I just LOVE that there is an add for Nurofen tacked on at the bottom of
the page! Sooo apt somehow – don’t ya
think!”
Well there you have it, folks. Errr… folks… FOLKS… Is that snoring?
Oh well… Anyone wants to be bored with my
thoughts on infrasound, acoustics, soundproofing, harmonic theory and Fourier
analysis, electronic music synthesis (FM. Additive, subtractive – as long as
it’s analogue I don’t mind), just let me know. LOL!
Yeah, yeah… Guess what? As well as having been an electronics
engineer, biochemist, nutritionist and an interest in BSE / CJD I’ve also done
a course or two in sound recording and studio design as well, back in the day,
in addition to… oh never mind! Bye for now.
See you next time (if you’re still awake!)
3 comments:
A home cinema sub woofer is reasonably price and could maybe emit infrasound given the proper input signal and amplifier... Also I thought I read somewhere that the CIA used infrasound combined with loud Rock & Roll music, to get the former president of Panama, Noriega, out of his compound. So action at a distance may be possible.
Hi again Frise
The thing is, we tend to sense infrasound within the body rather than with the ears which just don't function at those low frequencies. So what we are talking about is more like vibration than sound in a way, even though it is transmitted through the air, and for that it needs to be pretty intense (analogous to 'loud').

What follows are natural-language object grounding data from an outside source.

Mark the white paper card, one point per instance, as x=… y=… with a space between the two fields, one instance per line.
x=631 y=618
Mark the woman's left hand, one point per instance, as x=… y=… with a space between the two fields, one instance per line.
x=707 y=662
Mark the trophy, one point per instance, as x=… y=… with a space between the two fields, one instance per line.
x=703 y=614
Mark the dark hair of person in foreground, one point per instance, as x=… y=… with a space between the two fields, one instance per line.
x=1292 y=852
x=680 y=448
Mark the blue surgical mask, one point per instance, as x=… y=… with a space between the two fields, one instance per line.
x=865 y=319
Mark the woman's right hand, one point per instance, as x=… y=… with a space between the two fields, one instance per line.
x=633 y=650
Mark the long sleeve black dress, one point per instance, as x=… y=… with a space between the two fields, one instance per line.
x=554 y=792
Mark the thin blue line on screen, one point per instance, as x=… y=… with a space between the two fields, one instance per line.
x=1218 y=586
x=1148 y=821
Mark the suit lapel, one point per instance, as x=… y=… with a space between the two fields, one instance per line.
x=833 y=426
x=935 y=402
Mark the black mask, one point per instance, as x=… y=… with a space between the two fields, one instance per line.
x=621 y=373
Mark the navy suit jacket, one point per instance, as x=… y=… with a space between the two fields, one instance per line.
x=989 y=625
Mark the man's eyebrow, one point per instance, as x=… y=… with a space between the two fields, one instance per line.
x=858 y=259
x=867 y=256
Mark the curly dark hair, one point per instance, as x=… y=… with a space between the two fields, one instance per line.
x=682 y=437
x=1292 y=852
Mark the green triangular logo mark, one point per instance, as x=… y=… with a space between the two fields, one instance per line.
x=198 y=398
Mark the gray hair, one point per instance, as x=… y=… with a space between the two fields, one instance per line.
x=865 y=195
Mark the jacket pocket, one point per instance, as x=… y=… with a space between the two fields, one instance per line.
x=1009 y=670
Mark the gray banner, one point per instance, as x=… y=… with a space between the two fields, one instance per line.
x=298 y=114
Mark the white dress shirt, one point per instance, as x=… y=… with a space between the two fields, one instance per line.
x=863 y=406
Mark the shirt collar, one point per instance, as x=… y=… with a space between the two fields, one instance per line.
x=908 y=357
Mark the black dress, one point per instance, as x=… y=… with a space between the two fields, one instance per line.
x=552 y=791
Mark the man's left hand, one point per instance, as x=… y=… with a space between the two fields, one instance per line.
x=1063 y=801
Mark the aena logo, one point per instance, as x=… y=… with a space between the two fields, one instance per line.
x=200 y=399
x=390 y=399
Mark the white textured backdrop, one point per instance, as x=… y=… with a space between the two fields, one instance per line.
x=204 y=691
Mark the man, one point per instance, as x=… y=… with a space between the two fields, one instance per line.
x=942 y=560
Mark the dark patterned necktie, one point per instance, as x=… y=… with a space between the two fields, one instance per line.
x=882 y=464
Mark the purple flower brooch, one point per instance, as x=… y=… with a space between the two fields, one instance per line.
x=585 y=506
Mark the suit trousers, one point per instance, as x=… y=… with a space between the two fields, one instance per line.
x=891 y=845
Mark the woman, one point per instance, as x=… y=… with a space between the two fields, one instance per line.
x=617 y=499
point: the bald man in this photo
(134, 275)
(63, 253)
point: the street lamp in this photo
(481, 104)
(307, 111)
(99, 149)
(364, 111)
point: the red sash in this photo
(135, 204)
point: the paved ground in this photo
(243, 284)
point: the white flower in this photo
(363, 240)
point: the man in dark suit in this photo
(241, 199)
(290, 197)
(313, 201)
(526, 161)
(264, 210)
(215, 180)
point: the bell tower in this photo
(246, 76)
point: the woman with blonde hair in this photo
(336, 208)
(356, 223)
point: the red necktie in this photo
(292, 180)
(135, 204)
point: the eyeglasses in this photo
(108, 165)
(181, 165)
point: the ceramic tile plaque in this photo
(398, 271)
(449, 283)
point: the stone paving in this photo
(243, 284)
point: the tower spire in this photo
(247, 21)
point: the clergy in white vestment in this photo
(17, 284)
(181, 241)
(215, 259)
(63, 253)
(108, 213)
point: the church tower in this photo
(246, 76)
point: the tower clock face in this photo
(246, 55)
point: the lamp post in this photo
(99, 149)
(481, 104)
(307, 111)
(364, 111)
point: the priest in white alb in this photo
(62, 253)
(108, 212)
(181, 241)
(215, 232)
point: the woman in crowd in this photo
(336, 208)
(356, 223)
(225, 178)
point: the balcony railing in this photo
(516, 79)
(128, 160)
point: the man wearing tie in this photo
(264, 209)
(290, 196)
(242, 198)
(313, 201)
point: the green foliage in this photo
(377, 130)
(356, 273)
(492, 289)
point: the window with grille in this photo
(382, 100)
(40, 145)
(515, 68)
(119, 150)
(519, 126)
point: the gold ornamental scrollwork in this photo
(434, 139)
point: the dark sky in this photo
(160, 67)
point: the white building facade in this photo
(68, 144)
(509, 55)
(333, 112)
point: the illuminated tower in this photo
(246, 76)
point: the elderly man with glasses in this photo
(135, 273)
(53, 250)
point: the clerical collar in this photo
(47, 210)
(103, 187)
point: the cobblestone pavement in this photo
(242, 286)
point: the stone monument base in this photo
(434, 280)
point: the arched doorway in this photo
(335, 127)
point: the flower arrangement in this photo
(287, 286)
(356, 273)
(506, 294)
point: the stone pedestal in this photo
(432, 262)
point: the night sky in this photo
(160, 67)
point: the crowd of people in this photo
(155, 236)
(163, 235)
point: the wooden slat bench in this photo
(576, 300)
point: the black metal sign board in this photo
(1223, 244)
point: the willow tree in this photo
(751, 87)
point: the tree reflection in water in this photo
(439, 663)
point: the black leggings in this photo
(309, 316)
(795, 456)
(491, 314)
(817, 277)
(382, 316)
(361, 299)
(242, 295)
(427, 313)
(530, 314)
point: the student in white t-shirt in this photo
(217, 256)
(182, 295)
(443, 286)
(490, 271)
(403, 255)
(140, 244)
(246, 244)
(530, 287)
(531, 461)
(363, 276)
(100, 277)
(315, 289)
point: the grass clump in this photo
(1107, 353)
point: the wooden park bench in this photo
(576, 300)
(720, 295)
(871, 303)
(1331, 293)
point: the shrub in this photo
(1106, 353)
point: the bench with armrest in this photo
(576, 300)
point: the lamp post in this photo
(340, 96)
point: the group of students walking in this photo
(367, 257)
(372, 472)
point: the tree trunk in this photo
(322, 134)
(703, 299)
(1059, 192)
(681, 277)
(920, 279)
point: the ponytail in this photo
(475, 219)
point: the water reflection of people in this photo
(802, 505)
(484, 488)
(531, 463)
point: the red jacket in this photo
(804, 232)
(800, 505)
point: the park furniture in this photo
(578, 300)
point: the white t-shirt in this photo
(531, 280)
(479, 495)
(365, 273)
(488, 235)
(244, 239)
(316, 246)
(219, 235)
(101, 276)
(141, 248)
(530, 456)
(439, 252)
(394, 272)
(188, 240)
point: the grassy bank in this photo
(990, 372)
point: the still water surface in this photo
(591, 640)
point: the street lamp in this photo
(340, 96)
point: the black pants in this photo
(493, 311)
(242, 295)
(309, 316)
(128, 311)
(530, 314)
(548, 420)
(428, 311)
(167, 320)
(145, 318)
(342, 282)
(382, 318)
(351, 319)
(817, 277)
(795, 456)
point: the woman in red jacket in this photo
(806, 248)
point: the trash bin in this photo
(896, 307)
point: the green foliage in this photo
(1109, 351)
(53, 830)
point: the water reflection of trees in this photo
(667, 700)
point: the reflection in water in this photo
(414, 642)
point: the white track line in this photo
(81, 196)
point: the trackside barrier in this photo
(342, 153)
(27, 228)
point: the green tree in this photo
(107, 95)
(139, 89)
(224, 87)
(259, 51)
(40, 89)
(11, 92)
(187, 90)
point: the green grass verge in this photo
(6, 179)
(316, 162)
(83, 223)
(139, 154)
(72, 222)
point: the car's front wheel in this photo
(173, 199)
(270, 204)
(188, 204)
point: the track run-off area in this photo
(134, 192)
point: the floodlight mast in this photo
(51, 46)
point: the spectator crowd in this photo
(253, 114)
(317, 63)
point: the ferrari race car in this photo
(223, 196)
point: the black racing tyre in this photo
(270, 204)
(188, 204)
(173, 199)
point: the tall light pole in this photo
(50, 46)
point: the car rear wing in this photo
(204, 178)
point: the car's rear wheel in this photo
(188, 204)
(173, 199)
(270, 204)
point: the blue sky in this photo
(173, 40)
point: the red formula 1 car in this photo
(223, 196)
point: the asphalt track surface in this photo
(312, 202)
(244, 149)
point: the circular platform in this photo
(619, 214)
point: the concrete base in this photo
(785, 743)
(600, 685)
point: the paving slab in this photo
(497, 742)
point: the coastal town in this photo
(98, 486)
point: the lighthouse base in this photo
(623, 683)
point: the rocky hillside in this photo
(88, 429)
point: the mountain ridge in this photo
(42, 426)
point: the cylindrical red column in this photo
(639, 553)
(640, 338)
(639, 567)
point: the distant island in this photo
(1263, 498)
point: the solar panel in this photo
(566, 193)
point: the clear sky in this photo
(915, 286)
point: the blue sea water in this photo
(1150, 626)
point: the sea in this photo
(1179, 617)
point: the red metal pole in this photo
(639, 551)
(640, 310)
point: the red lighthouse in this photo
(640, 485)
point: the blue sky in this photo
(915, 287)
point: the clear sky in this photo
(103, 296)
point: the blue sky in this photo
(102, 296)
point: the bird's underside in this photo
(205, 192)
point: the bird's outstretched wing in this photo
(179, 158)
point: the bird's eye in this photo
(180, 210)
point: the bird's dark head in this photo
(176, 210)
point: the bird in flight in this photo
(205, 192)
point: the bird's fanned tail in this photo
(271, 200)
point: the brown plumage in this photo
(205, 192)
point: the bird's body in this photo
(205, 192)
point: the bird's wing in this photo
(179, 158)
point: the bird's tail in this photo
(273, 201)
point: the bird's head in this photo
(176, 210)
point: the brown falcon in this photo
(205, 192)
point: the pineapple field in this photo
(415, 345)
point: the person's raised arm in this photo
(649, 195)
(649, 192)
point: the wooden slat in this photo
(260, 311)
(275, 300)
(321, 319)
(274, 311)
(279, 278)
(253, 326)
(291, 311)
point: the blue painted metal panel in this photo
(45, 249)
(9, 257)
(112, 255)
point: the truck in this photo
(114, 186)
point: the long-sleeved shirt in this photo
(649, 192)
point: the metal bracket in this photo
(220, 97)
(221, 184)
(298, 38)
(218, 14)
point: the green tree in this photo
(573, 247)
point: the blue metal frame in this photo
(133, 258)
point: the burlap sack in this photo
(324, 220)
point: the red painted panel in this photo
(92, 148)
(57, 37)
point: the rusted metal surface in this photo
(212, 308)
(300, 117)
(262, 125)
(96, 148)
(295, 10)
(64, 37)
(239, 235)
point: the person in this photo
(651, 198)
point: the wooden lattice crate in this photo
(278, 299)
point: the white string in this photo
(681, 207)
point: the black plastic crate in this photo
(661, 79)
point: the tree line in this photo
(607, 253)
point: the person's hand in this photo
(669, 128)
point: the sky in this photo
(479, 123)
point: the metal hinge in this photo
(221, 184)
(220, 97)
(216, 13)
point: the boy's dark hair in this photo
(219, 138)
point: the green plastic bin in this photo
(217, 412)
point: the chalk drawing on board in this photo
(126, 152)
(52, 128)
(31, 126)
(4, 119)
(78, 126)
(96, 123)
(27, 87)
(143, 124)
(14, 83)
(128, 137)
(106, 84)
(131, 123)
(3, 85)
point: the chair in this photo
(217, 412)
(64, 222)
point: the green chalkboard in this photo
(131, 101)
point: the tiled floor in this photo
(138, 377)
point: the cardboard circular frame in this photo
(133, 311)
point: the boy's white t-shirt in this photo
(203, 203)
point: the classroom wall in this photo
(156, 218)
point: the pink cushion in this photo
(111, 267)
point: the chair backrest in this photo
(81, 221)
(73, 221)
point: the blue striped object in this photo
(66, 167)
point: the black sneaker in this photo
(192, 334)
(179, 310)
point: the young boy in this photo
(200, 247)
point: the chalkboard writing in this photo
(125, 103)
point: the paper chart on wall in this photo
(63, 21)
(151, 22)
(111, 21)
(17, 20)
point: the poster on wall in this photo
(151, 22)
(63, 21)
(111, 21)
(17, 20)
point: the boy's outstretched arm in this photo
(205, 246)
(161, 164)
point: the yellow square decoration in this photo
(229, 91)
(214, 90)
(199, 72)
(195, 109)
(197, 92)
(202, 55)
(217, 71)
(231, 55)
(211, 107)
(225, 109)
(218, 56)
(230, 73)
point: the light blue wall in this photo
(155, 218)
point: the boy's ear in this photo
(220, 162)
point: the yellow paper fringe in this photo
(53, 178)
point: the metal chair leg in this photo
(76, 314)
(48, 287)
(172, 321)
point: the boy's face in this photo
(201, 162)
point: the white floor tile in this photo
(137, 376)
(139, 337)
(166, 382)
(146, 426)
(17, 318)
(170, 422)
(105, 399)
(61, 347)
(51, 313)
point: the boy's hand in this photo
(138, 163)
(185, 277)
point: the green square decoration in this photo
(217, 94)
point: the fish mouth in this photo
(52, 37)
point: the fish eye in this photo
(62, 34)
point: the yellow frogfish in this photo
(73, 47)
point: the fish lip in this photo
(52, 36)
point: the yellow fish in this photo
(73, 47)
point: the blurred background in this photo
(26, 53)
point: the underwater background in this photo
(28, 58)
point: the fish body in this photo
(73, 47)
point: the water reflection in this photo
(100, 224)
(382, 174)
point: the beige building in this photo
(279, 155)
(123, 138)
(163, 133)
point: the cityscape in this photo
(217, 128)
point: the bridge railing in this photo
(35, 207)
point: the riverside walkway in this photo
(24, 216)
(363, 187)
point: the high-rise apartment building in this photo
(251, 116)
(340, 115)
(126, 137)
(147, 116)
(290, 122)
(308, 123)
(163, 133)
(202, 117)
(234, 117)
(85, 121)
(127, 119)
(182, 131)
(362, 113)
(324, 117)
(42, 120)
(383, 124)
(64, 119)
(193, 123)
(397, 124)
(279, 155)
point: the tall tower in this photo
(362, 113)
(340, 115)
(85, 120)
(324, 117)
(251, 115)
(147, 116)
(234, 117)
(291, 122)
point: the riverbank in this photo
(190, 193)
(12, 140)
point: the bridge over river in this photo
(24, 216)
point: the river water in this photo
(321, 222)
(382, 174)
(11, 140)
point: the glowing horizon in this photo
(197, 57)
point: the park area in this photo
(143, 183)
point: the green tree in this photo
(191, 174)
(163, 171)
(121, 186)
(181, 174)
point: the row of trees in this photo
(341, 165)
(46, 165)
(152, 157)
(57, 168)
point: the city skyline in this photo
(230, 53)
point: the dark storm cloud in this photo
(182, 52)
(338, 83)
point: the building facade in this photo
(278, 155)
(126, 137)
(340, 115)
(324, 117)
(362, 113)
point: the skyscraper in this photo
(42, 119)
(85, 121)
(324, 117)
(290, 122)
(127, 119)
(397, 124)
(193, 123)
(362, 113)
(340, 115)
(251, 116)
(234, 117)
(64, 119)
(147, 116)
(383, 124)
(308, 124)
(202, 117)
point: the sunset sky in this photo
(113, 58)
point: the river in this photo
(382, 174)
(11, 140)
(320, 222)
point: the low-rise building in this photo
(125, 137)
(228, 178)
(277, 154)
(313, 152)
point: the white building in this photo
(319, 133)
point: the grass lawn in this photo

Now to reproduce a sound with any kind of efficiency a speaker system would need huge enclosures and very big drivers (speakers), especially in an enclosed space of limited dimensions. I have no idea how the CIA were generating their infrasound, but it was being used outdoors which removes one of the obstacles right away.
It's a matter of physics. Yes you can use clever speaker enclosure design to boost low frequencies - all manner of 'wave guide' ducts, cavities and ports - using a relatively compact speaker enclosure design, but what the manufacturers are really doing is introducing tailored resonance to combat the otherwise sharp frequency response roll-off at the low frequency end of the thing's natural range. One of the problems with today's compact designs is their inefficiency. To reach the sound pressure levels at say 60Hz or so we used to get from our big boxes fitted with 12 inch Goodmans base speakers (woofers)driven by perhaps 15-20 watts RMS back in the day nowadays would require 100-150 watts per channel to drive modern neat compact bass units. And a lot of the military experiments - if I remember rightly - were carried out down at 4-5Hz rather than 17Hz.
So no, you wont get a useable level of infrasound out of your home cinema system no matter what signal source you use - and you only need a test bench signal generator as a signal source in order to produce a decent sine wave down to below 1 Hz (the low frequency oscillators on my modular analogue music synthesiser - there are three - each produce nice clean sine waves down to 0.2 Hz!).
And why does the signal source have to be a sine wave (and a very pur one at that)? Simple dimple - at any sensibly high output the human ear would easily hear the harmonics contained within any more complex waveform such as a sawtooth or square wave.